When Going Gets Tough
Posted July 19, 2016on:
Recently, I had a Review and Discovery meeting with a physician in her late 50s. When I first saw her, she looked burnt out and stressed. Who can blame her? She has been dealt a very bad hand in life.
- One of her children suffers from down syndrome and requires lifelong care.
- Her husband, also a physician, passed away several years ago, leaving behind a financial mess
- The financial professionals who were supposed to help her, led her to make disastrous investments. She lost her house and had to declare personal bankruptcy.
- Her father recently passed away, also leaving behind a financial mess.
- Her mother is so dependent on her now that she cannot continue her medical practice.
She told me she almost wanted to pull her hair out when thinking about her responsibility to her patients, her children, her mother and yet she can’t even sort out her own personal finances.
I did not mince words in telling her how dire her financial situation is. When I told her how much she needs to retire, she almost fell off her chair.
I then told her that if she were able to put aside $30k a year, and the money is invested well, she might be able to get to what she needs to retire at 75.
The true saving grace is that she is a physician. As long as she is healthy, she will always find employment.
For a while, I hesitated to take her on as a client, since her asset is pretty far away from meeting my minimum. She will be a client who needs a lot of work but my financial payoff will be relatively small. I am tempted to point her in the right direction and let her embark on the journey herself.

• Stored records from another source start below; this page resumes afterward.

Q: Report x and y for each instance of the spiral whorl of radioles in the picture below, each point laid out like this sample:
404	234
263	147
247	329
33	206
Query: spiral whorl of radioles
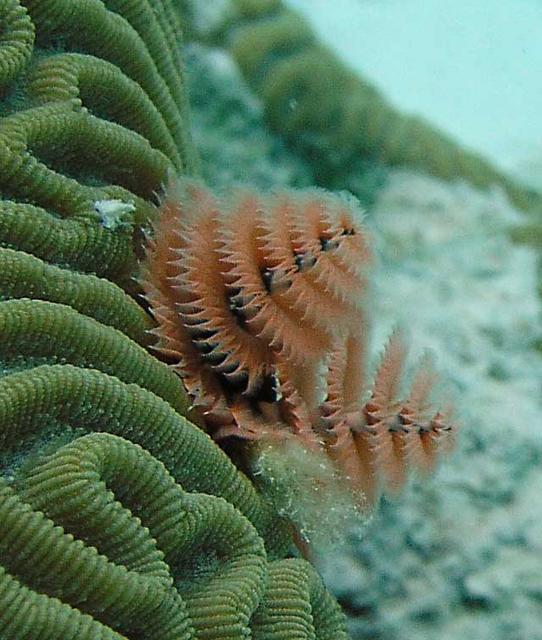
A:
250	291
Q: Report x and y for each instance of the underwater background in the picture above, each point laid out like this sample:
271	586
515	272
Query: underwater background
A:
458	554
119	516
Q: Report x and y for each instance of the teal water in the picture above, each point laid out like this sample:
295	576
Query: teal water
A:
470	66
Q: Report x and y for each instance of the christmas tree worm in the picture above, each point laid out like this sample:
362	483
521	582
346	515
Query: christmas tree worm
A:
118	517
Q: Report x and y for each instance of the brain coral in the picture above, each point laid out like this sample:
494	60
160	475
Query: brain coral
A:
337	119
118	517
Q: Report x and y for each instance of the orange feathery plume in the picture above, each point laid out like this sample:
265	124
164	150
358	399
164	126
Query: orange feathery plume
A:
260	301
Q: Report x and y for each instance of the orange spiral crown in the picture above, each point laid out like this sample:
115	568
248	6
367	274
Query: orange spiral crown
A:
260	302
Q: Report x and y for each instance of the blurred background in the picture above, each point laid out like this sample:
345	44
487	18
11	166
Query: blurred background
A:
472	66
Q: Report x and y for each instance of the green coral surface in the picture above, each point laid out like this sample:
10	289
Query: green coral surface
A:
118	517
337	119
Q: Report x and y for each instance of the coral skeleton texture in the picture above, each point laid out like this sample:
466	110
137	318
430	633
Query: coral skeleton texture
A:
261	304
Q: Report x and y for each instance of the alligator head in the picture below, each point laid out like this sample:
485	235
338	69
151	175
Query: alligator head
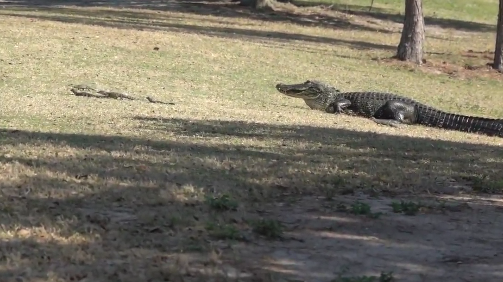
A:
311	89
314	93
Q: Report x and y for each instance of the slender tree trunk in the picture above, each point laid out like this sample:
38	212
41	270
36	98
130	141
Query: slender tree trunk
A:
498	51
412	40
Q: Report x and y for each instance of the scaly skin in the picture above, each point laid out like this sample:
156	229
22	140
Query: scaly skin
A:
386	108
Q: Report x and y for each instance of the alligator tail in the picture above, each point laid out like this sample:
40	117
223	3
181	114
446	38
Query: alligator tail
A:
487	126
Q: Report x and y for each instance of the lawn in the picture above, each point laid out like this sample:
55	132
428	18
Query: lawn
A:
235	181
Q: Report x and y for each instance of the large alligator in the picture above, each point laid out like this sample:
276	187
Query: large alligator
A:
386	108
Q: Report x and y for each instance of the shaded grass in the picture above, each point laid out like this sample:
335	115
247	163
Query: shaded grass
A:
447	13
117	189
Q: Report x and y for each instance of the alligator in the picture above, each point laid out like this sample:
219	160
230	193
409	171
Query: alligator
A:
88	90
386	108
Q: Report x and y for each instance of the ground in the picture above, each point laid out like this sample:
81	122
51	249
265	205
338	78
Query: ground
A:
236	179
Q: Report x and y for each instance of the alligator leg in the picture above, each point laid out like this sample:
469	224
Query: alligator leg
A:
395	113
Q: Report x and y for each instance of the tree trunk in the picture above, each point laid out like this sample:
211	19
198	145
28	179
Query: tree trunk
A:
412	40
498	51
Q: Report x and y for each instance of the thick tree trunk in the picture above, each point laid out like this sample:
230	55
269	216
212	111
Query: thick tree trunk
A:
412	40
498	51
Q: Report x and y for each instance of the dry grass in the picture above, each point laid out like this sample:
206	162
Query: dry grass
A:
108	190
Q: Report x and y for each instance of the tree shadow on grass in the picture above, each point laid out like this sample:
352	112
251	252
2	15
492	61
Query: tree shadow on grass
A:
214	8
226	9
129	20
126	208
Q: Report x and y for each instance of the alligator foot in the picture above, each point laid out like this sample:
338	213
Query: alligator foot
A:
389	122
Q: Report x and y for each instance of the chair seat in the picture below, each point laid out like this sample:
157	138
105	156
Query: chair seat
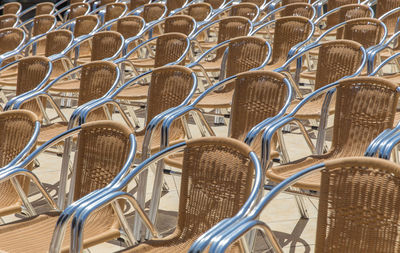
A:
50	131
137	92
34	234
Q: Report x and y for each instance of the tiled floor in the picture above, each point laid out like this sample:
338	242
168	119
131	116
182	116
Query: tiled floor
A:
294	234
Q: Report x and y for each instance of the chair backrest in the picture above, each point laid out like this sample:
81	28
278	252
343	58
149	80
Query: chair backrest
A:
137	3
334	19
105	44
169	86
57	41
258	95
43	23
179	23
12	8
103	147
97	78
216	181
8	20
10	38
85	25
366	31
337	59
16	129
298	9
152	12
359	206
289	31
78	9
365	106
169	48
247	10
215	3
44	8
114	10
199	11
174	4
245	53
130	26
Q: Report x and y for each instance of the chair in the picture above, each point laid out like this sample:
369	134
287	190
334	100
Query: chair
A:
202	201
8	20
19	130
356	195
109	145
360	115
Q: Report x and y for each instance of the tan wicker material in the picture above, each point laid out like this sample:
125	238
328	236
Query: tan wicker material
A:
358	206
137	3
44	8
42	24
199	11
130	26
102	150
78	9
215	183
17	127
179	23
365	106
8	20
244	53
366	31
152	12
114	10
11	8
247	10
174	4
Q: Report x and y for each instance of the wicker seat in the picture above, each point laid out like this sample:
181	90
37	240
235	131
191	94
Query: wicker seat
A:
103	143
8	20
360	115
17	129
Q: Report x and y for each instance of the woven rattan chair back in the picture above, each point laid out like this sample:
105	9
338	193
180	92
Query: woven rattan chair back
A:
31	72
245	53
8	20
365	106
169	48
366	31
130	26
10	38
289	31
57	41
174	4
179	23
105	44
11	8
298	9
229	28
152	12
258	95
216	182
42	24
44	8
336	60
215	3
334	18
359	206
84	25
78	9
114	10
169	87
247	10
103	147
137	3
199	11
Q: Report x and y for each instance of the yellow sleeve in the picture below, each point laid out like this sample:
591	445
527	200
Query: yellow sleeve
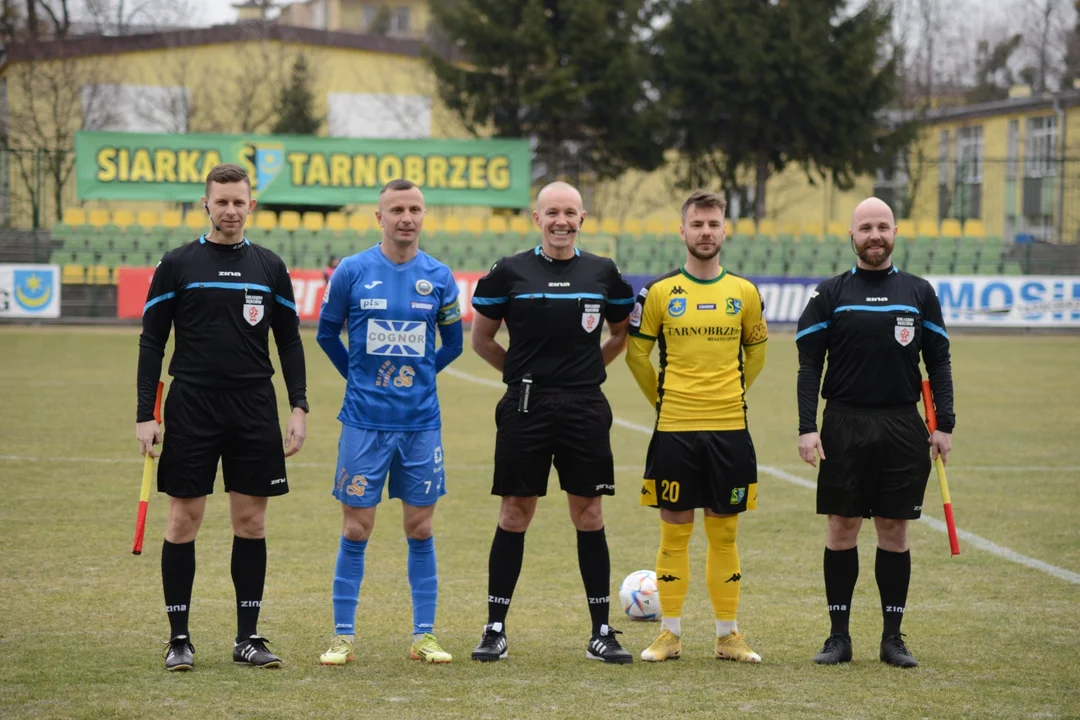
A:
755	333
644	328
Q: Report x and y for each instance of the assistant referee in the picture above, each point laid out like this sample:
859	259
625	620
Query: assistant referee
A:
224	296
554	300
873	323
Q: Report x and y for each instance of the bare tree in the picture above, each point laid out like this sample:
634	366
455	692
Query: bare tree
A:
1043	24
58	97
130	16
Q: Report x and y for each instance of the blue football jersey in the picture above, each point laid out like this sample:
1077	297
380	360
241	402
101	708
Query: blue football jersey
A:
391	312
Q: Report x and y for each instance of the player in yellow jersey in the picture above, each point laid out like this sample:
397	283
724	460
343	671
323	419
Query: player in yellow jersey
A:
712	334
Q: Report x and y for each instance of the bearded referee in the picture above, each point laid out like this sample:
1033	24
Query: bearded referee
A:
224	296
873	323
711	328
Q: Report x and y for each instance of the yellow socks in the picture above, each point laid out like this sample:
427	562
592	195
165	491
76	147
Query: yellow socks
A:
723	574
673	571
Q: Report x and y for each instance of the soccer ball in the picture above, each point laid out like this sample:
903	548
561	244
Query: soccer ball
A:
640	600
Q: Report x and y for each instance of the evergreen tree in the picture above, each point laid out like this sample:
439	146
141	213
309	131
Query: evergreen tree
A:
568	75
753	85
295	108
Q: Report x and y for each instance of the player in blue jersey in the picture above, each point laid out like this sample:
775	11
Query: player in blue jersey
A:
393	297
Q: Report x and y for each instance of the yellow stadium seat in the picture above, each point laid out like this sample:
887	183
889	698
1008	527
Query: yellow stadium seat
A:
196	220
148	219
75	216
72	274
123	218
336	221
974	229
360	222
288	220
927	229
521	223
266	220
950	228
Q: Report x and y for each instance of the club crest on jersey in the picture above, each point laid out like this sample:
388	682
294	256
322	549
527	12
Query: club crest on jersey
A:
591	316
253	314
904	330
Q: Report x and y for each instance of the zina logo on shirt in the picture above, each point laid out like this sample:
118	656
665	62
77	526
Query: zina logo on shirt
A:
397	338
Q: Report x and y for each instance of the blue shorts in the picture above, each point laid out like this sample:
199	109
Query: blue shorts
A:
413	460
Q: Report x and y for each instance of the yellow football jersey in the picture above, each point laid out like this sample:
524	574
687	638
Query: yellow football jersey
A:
701	328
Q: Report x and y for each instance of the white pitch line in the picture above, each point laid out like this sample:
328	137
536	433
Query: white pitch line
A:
977	541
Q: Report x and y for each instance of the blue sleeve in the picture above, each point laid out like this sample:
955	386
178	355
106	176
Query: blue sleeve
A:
449	324
337	294
333	315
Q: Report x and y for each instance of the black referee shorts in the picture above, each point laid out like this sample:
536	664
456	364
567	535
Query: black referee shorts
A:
237	426
574	428
715	470
876	465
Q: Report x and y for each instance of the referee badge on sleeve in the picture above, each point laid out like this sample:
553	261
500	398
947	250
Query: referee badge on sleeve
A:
253	309
904	330
591	316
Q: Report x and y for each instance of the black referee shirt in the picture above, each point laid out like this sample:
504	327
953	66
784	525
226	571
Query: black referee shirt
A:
554	311
873	325
224	301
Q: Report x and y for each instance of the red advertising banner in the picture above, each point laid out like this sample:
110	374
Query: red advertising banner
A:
308	286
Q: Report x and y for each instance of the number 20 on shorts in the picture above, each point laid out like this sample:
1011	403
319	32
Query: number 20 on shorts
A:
669	491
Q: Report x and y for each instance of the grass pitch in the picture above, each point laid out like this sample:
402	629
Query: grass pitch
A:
81	619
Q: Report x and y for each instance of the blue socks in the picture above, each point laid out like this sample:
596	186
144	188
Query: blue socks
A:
348	574
423	582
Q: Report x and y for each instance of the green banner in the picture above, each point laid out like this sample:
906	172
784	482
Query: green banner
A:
304	171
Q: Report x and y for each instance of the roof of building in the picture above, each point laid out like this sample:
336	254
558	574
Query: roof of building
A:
97	44
1008	106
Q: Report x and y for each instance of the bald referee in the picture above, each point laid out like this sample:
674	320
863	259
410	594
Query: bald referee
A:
873	324
224	296
554	300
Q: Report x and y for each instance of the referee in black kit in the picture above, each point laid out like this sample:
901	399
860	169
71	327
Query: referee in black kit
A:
554	300
224	296
873	322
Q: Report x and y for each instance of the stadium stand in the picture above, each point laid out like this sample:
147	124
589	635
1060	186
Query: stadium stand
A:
92	244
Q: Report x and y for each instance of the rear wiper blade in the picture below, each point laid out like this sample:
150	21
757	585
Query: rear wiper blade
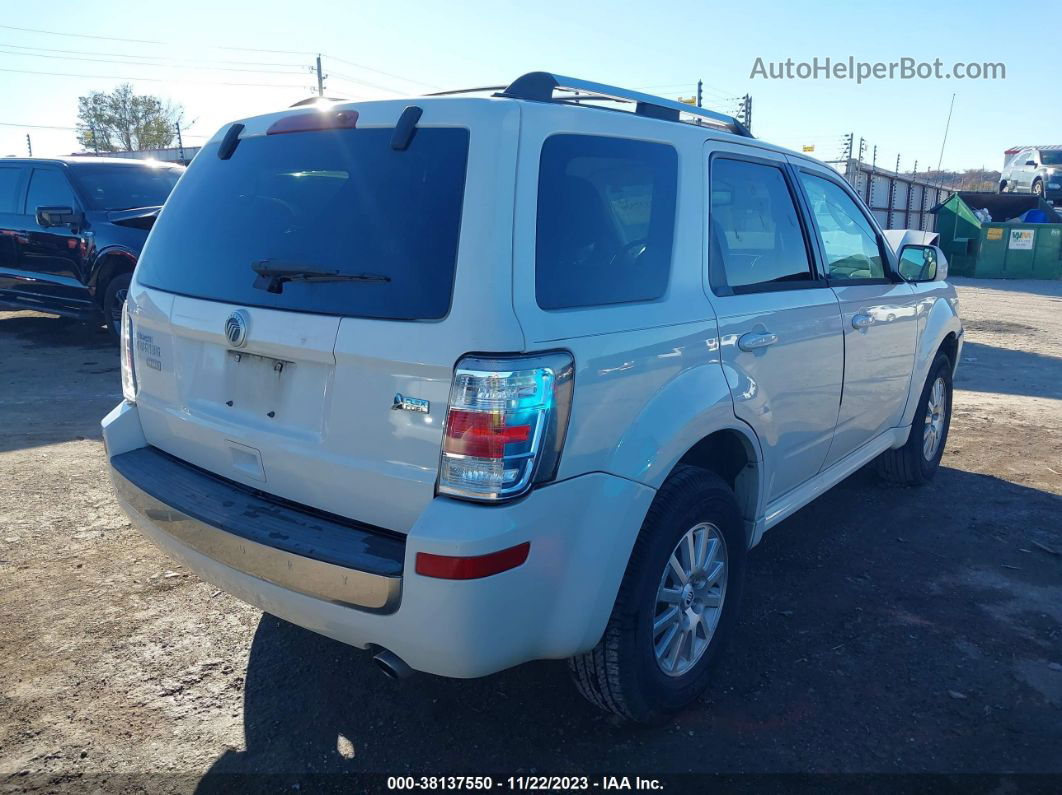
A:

This is what I usually do with prospects who do not meet my minimum.
With so many burdens already on her and with no room for mistakes, she may not be able to embark on this journey by herself.
When I told her I would be willing to be her advisor and guide her through the journey to financial freedom, the relief on her face was palpable.
She shared with me that she loves painting and when she does so, she forgets all her troubles. I told her: “Now that I’ll take the burden of righting your personal finance off your plate, go do more paintings. Stay healthy and spirited, since your mother, your son and your patients need you.”
When going gets tough, the tough gets going.